Das Streichquartett bildet auch beim Lully'schen Orchester die Grundlage, Recitativ und Arie sind aber meistens nur mit dem bezifferten Baß versehen, wurden also mit einem Tasteninstrumente begleitet. Doch erhalten die Arien größtentheils eine Instrumentaleinleitung, die der Arie nah verwandt ist, und die dann am Ende als Postludium, meist verkürzt wiederkehrt.

Länger als ein halbes Jahrhundert nach Lully's Tode (1687) beherrschten seine Opern die französische Bühne und seine Söhne Louis und Jean Louis wie seine Schüler, von denen unstreitig Pascal Colasse der bedeutendste ist, wirkten in seinem Sinne weiter. Marin Marais (1650–1718) führte die französische Oper schon bedeutsam über Lully hinaus; in seinen. Recitativen schließt er sich noch sclavisch an Lully an, aber in den Arien erhebt er sich zu größerer melodischer Freiheit und zugleich auch zu größerer dramatischer Wahrheit. Ihm schlossen sich dann eine Menge Anderer an, wie: Desmarets, Charpentier, [97] Gervais, Campra, Destouches, Monteclair u.A. Sie bildeten den Stil weiter, der selbst auf Joh. Seb. Bach nicht ohne Einfluß blieb.

Mit dem Jahre 1734 trat wiederum ein Umschwung ein durch Jean Baptiste Rameau (1683–1764). Er faßte mit großer Kraft und dem feinsten Verständniß alle die, durch die Einzelbestrebungen der genannten Meister gewonnenen Neuerungen und Erweiterungen zusammen, indem er zugleich wieder auf die knappen Formen von Lully zurückging. Das, was Rameau's Opern die erhöhte Bedeutung giebt, sie aber auch zum Gegenstande der heftigsten Angriffe seiner Zeitgenossen machte, ist die reichere Harmonik, mit der er sie ausstattet, durch die er ihren inneren Gehalt und ihre Ausdrucksfähigkeit vertiefte. Seine Vorgänger seit Lully auf diesem Gebiete waren allmälig von dem ursprünglich knappen Formalismus desselben abgegangen, zum Theil in dem Bestreben, größere dramatische Wahrheit zu erreichen; und sie waren dabei auf den weitschweifigen Mechanismus der italienischen Oper gerathen. Rameau geht wieder zurück auf die ursprünglich knappen Formen der französischen Oper, aber er trägt zugleich alle Elemente der musikalischen Darstellung, welche mittlerweile auf den anderen Gebieten durch die Bestrebungen der Instrumentalisten wie durch seine eigenen Untersuchungen gewonnen waren, und die sich für dramatischen Ausdruck verwerthen ließen, auf die Oper über.

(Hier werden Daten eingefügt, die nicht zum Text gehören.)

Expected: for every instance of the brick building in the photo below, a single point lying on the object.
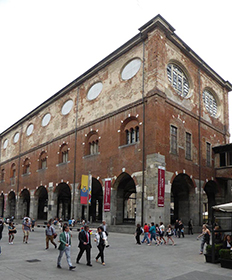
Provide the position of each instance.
(146, 117)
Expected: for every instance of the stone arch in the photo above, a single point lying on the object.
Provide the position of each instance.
(129, 131)
(24, 203)
(2, 201)
(12, 203)
(211, 189)
(96, 201)
(183, 200)
(62, 199)
(41, 203)
(126, 199)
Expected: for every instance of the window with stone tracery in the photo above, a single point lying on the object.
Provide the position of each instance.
(43, 160)
(178, 79)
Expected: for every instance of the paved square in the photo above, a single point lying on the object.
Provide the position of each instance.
(124, 260)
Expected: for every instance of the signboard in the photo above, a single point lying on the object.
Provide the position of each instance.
(161, 186)
(107, 195)
(84, 189)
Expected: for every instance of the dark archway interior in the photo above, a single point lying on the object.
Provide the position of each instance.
(95, 209)
(181, 188)
(25, 196)
(211, 190)
(64, 201)
(2, 205)
(42, 203)
(126, 199)
(12, 203)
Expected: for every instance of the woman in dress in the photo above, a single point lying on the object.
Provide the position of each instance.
(206, 237)
(11, 232)
(100, 239)
(169, 234)
(138, 232)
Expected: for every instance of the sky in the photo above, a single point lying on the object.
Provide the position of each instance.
(46, 44)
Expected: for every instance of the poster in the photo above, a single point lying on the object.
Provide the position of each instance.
(107, 195)
(161, 186)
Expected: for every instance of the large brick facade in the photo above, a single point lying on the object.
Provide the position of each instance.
(123, 134)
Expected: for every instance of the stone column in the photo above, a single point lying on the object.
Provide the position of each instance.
(33, 205)
(51, 203)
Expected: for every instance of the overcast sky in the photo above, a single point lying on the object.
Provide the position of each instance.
(46, 44)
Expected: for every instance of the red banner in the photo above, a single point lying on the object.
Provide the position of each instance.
(107, 195)
(161, 186)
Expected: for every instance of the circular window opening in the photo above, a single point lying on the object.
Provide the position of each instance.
(30, 129)
(178, 80)
(46, 119)
(5, 144)
(210, 103)
(16, 137)
(94, 91)
(131, 69)
(67, 107)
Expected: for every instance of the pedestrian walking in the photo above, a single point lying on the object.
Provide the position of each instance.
(152, 231)
(64, 247)
(205, 237)
(190, 227)
(170, 234)
(50, 235)
(26, 229)
(11, 232)
(176, 228)
(146, 231)
(138, 232)
(161, 232)
(104, 226)
(181, 229)
(84, 245)
(1, 229)
(100, 239)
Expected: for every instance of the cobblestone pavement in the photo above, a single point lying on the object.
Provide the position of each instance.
(124, 260)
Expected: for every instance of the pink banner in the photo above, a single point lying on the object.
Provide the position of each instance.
(107, 195)
(161, 186)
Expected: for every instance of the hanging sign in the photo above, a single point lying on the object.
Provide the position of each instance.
(107, 195)
(161, 186)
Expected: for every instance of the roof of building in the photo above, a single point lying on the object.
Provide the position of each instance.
(156, 22)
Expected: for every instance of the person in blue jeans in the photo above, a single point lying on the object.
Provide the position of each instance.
(146, 231)
(152, 231)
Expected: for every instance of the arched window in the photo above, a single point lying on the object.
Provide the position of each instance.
(26, 166)
(130, 131)
(210, 103)
(92, 143)
(43, 160)
(178, 79)
(13, 174)
(2, 175)
(63, 153)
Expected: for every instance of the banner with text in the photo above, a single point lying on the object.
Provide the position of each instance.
(161, 186)
(84, 189)
(107, 195)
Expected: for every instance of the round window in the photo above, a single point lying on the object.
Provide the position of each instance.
(94, 91)
(131, 69)
(5, 144)
(178, 79)
(46, 119)
(210, 103)
(30, 129)
(67, 107)
(16, 137)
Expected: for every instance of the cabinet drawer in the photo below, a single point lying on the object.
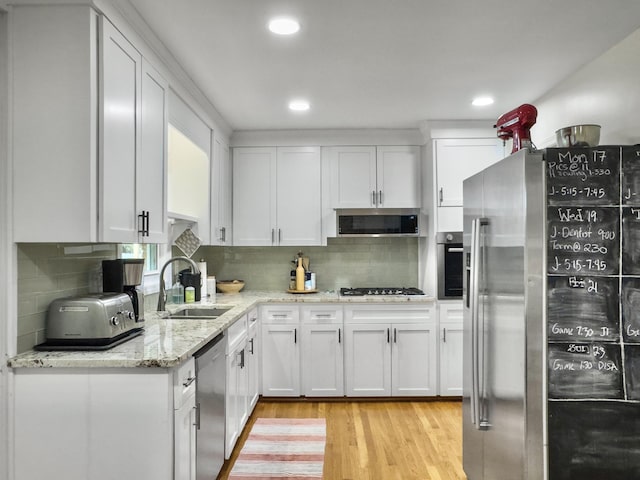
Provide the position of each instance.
(319, 314)
(373, 313)
(280, 313)
(236, 333)
(184, 383)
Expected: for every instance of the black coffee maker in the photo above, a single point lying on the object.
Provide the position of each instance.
(189, 279)
(125, 275)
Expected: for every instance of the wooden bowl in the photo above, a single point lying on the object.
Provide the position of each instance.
(230, 286)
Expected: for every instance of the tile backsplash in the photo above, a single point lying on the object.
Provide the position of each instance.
(48, 271)
(344, 262)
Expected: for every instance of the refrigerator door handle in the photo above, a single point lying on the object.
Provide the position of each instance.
(476, 332)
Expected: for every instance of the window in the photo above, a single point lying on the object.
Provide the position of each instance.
(147, 251)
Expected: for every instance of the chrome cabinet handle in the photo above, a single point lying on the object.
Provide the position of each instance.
(143, 223)
(197, 409)
(188, 381)
(477, 345)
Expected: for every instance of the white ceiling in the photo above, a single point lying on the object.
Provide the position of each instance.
(382, 63)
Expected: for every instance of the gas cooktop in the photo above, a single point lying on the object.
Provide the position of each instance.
(358, 292)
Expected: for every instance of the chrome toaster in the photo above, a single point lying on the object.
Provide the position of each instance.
(95, 321)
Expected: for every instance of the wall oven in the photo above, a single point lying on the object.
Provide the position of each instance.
(449, 265)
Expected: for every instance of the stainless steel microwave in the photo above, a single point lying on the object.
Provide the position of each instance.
(377, 222)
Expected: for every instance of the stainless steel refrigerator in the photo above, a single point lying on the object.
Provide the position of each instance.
(552, 316)
(503, 332)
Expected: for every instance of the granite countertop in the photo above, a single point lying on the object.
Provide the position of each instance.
(167, 343)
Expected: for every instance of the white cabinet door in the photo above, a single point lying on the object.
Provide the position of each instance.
(276, 196)
(151, 168)
(254, 171)
(458, 159)
(253, 360)
(54, 126)
(399, 184)
(368, 360)
(221, 194)
(353, 176)
(414, 359)
(185, 441)
(298, 199)
(322, 360)
(280, 360)
(120, 85)
(451, 359)
(451, 350)
(233, 411)
(322, 350)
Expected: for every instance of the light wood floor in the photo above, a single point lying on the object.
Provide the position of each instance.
(378, 440)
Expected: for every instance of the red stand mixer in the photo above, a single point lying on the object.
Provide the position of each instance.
(516, 124)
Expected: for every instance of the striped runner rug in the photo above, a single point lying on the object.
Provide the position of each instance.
(289, 448)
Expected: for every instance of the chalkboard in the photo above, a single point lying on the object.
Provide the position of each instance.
(630, 300)
(631, 241)
(583, 176)
(594, 440)
(583, 370)
(632, 371)
(631, 177)
(583, 309)
(583, 240)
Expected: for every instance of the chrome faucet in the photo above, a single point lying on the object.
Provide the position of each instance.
(162, 295)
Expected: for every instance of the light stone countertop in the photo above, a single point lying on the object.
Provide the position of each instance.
(167, 343)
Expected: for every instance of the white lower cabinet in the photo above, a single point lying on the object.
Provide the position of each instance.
(280, 350)
(390, 351)
(450, 316)
(236, 395)
(104, 423)
(322, 351)
(253, 358)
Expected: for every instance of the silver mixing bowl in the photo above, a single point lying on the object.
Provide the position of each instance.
(578, 136)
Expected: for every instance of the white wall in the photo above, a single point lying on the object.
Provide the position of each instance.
(7, 255)
(605, 92)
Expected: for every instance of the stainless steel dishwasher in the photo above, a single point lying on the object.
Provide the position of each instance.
(210, 394)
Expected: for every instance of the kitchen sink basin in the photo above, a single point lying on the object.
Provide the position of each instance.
(199, 312)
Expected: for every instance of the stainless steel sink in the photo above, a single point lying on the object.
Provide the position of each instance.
(199, 312)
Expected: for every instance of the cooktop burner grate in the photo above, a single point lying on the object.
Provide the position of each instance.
(358, 292)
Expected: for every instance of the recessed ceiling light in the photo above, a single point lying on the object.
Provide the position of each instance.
(482, 101)
(299, 105)
(284, 26)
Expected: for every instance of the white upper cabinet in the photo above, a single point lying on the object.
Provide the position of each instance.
(81, 139)
(378, 177)
(151, 177)
(221, 194)
(276, 196)
(458, 159)
(398, 172)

In den Recitativen schließt sich Rameau dem »Recitatif mesure« Lully's an, aber wie er selbst in der Vorrede zu: »Les Indes galantes« (Paris 1745) sagt: non en Copiste servile, mais en prenant, comme lui, la belle et simple nature pour modèle. Hier namentlich zeigt Rameau sein tiefes Verständniß für wirksame Unterstützung durch die Harmonik.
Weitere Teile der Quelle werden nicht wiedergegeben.